Aspergillus Antigen ELISA
The new CE-marked Aspergillus Antigen ELISA from EUROIMMUN provides detection of extracellular galactomannoprotein of different growing Aspergillus spp. The analysis is performed on patient serum or bronchoalveolar lavage (BAL) fluid samples. Results can be evaluated either quantitatively in pg/ml using a 6-point calibration curve or semiquantitatively by means of a cut-off ratio. The test can be semi-automated, for example, on the EUROIMMUN Analyzer I, increasing the efficiency of screening.

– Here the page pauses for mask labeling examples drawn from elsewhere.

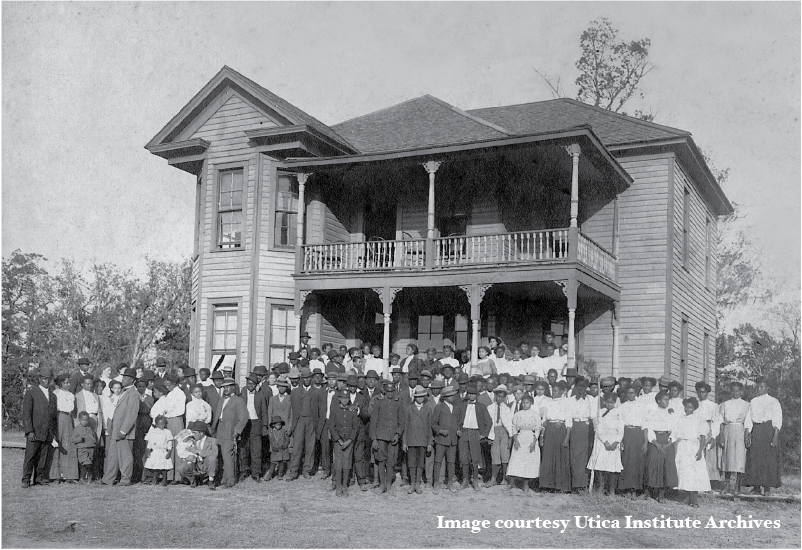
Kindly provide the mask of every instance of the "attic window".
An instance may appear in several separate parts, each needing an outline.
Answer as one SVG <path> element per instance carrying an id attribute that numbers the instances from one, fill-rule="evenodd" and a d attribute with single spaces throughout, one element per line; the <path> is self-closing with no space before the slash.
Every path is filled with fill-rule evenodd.
<path id="1" fill-rule="evenodd" d="M 217 191 L 217 248 L 242 247 L 242 168 L 222 170 Z"/>

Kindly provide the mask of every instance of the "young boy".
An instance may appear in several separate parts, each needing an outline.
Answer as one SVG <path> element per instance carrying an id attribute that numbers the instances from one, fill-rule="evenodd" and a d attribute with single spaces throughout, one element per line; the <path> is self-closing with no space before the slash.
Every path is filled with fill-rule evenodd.
<path id="1" fill-rule="evenodd" d="M 78 480 L 92 481 L 92 460 L 97 447 L 97 433 L 89 423 L 89 413 L 78 413 L 78 425 L 72 430 L 72 442 L 78 450 Z"/>
<path id="2" fill-rule="evenodd" d="M 454 481 L 454 462 L 457 458 L 457 438 L 459 433 L 458 416 L 461 401 L 455 403 L 457 389 L 447 385 L 440 393 L 440 403 L 432 412 L 432 434 L 434 435 L 434 472 L 432 474 L 432 492 L 440 492 L 440 465 L 446 460 L 446 487 L 452 493 L 457 490 L 452 486 Z"/>
<path id="3" fill-rule="evenodd" d="M 493 426 L 487 407 L 477 400 L 479 389 L 474 384 L 468 385 L 468 402 L 460 408 L 457 417 L 457 437 L 459 438 L 459 459 L 462 463 L 462 485 L 467 489 L 470 483 L 475 491 L 479 490 L 479 465 L 482 463 L 481 441 Z"/>
<path id="4" fill-rule="evenodd" d="M 273 478 L 282 479 L 287 472 L 287 462 L 292 451 L 292 439 L 280 416 L 270 418 L 270 431 L 267 433 L 270 441 L 270 466 L 265 474 L 265 481 Z"/>
<path id="5" fill-rule="evenodd" d="M 338 497 L 348 496 L 348 477 L 351 475 L 351 462 L 354 455 L 354 442 L 361 426 L 356 408 L 351 406 L 348 390 L 338 392 L 340 406 L 331 412 L 329 427 L 334 442 L 333 481 Z"/>

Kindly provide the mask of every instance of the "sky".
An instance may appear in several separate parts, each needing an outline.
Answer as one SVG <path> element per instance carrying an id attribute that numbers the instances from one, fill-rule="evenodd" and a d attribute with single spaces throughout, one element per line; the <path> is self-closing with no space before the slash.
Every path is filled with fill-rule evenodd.
<path id="1" fill-rule="evenodd" d="M 2 4 L 2 256 L 135 272 L 192 251 L 194 178 L 144 149 L 223 65 L 328 124 L 423 95 L 462 109 L 574 96 L 579 36 L 648 37 L 627 105 L 690 131 L 755 243 L 800 286 L 797 2 Z"/>

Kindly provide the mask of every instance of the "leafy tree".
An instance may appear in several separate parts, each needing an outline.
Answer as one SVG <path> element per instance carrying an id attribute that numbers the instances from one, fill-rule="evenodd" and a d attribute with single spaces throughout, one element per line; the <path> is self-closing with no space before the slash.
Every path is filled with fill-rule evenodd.
<path id="1" fill-rule="evenodd" d="M 580 73 L 576 79 L 577 99 L 626 114 L 621 110 L 624 104 L 635 95 L 643 77 L 654 69 L 649 61 L 651 41 L 620 40 L 618 31 L 602 17 L 591 22 L 579 37 L 579 45 L 582 55 L 576 62 Z M 644 117 L 642 112 L 637 114 Z M 645 115 L 649 116 L 654 118 Z"/>

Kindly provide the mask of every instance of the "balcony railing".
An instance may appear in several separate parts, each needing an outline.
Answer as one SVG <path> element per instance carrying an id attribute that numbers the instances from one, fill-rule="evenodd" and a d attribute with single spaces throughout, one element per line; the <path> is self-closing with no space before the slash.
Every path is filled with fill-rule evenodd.
<path id="1" fill-rule="evenodd" d="M 576 259 L 591 268 L 596 273 L 615 281 L 616 258 L 601 246 L 587 238 L 582 233 L 579 234 L 579 242 L 576 248 Z"/>
<path id="2" fill-rule="evenodd" d="M 569 230 L 303 246 L 301 273 L 450 270 L 481 265 L 565 262 Z M 616 259 L 581 233 L 577 260 L 614 281 Z M 430 257 L 427 257 L 427 251 Z"/>

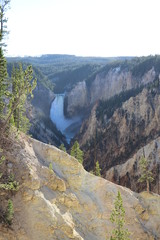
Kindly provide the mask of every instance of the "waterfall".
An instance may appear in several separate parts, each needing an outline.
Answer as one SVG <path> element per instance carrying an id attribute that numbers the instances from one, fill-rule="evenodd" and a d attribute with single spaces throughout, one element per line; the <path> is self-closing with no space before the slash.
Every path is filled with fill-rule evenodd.
<path id="1" fill-rule="evenodd" d="M 69 143 L 71 138 L 73 138 L 78 132 L 82 122 L 82 117 L 76 116 L 73 118 L 66 118 L 64 116 L 64 97 L 65 94 L 56 94 L 56 97 L 51 105 L 50 118 L 56 125 L 57 129 L 65 135 L 66 140 Z"/>

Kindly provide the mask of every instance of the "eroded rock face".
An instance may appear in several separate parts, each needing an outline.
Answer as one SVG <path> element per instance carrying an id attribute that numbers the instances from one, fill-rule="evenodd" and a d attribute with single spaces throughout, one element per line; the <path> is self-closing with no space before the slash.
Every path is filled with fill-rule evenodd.
<path id="1" fill-rule="evenodd" d="M 154 181 L 150 184 L 152 192 L 160 194 L 160 138 L 151 141 L 141 148 L 124 164 L 116 165 L 106 171 L 105 178 L 114 183 L 130 188 L 132 191 L 143 191 L 146 183 L 139 183 L 141 176 L 140 159 L 142 156 L 149 161 L 149 170 L 153 173 Z"/>
<path id="2" fill-rule="evenodd" d="M 79 82 L 65 98 L 65 113 L 72 117 L 88 105 L 86 82 Z"/>
<path id="3" fill-rule="evenodd" d="M 109 168 L 124 163 L 140 147 L 157 138 L 160 135 L 159 119 L 160 95 L 144 89 L 123 103 L 105 126 L 97 128 L 96 154 L 103 174 Z M 94 143 L 91 143 L 92 146 L 84 145 L 83 136 L 81 141 L 86 152 L 84 164 L 90 170 L 94 165 Z"/>
<path id="4" fill-rule="evenodd" d="M 122 91 L 151 83 L 155 77 L 154 67 L 142 77 L 134 77 L 130 70 L 121 70 L 121 67 L 101 71 L 97 73 L 90 86 L 87 86 L 85 81 L 79 82 L 67 94 L 66 115 L 73 116 L 79 109 L 86 109 L 97 100 L 107 100 Z"/>
<path id="5" fill-rule="evenodd" d="M 86 172 L 67 153 L 24 138 L 23 146 L 14 144 L 5 153 L 20 190 L 12 197 L 12 229 L 0 224 L 1 240 L 108 239 L 113 228 L 109 218 L 118 190 L 131 239 L 160 237 L 158 195 L 133 193 Z"/>

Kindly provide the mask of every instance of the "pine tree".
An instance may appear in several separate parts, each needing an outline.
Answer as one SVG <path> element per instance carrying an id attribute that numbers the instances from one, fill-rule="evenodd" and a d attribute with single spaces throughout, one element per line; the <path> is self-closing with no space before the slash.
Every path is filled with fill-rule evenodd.
<path id="1" fill-rule="evenodd" d="M 140 159 L 140 171 L 141 171 L 141 177 L 139 178 L 139 182 L 146 182 L 147 185 L 147 192 L 149 192 L 149 184 L 153 182 L 154 178 L 152 177 L 153 174 L 151 171 L 149 171 L 149 162 L 147 159 L 142 156 Z"/>
<path id="2" fill-rule="evenodd" d="M 5 132 L 9 122 L 14 122 L 14 125 L 25 131 L 29 121 L 25 116 L 25 102 L 28 96 L 33 97 L 32 91 L 36 87 L 36 79 L 33 80 L 33 70 L 28 66 L 25 71 L 22 65 L 19 68 L 13 69 L 12 72 L 12 94 L 9 102 L 8 115 L 2 126 L 1 134 Z"/>
<path id="3" fill-rule="evenodd" d="M 63 143 L 59 146 L 59 149 L 66 152 L 66 148 Z"/>
<path id="4" fill-rule="evenodd" d="M 6 100 L 9 95 L 7 83 L 7 63 L 3 55 L 5 44 L 3 42 L 6 31 L 7 19 L 5 13 L 8 9 L 10 0 L 1 0 L 0 2 L 0 119 L 4 118 L 4 110 L 6 110 Z"/>
<path id="5" fill-rule="evenodd" d="M 115 228 L 112 231 L 112 236 L 110 240 L 129 240 L 130 233 L 128 229 L 124 228 L 125 224 L 125 210 L 123 207 L 123 201 L 121 197 L 121 193 L 118 191 L 116 200 L 114 202 L 115 208 L 111 213 L 110 220 L 115 224 Z"/>
<path id="6" fill-rule="evenodd" d="M 94 171 L 94 174 L 96 175 L 96 176 L 101 176 L 101 168 L 100 168 L 100 166 L 99 166 L 99 162 L 97 161 L 96 162 L 96 167 L 95 167 L 95 171 Z"/>
<path id="7" fill-rule="evenodd" d="M 75 141 L 71 148 L 71 156 L 75 157 L 81 164 L 83 163 L 83 151 L 79 148 L 79 143 Z"/>
<path id="8" fill-rule="evenodd" d="M 0 118 L 4 116 L 5 98 L 7 97 L 7 63 L 3 56 L 2 48 L 0 48 Z"/>

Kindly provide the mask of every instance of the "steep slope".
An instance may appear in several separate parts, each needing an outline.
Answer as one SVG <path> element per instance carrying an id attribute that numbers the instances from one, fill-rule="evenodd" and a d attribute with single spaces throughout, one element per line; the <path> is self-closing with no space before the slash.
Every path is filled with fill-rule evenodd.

Sensitivity and specificity
In the most comprehensive clinical study to date based on 120 sera from 45 patients with proven IA as well as control sera, the EUROIMMUN Aspergillus Antigen ELISA yielded comparable sensitivity and specificity to another commercially available Aspergillus antigen test (Platelia Aspergillus Ag Assay, Bio-Rad). The EUROIMMUN assay identified 56 per cent of the cases, while the Bio-Rad test detected 47 per cent (Table 1). The specificity amounted to 97 per cent for the EUROIMMUN assay and 99 per cent for the Bio-Rad test. To overcome the relatively low sensitivity of Aspergillus antigen detection, the author recommends serial testing of patients at risk. Overall, the positive predictive value of the EUROIMMUN Aspergillus Antigen ELISA was 77.8 per cent for serum and 86.2 per cent for BAL, while the negative predictive value was 92.9 per cent for serum and 95.2 per cent for BAL.
In recent decades the incidence of IA has surged due to the rising number of patients undergoing organ and stem cell transplantation or aggressive cancer chemotherapy regimes. Given the growing population of chronically ill and elderly individuals, the burden of IA will likely increase further in the future, including in critical care settings. Deciding on the appropriate antifungal medication, dose and duration relies on fast and reliable diagnosis. Aspergillus antigen detection has been integrated into diagnostic algorithms and is now employed in most medical centres in Europe for routine diagnostics and surveillance of high-risk patients. The antigen test can also play a role in trials of antifungal drug efficacy, strategy trials and epidemiological studies.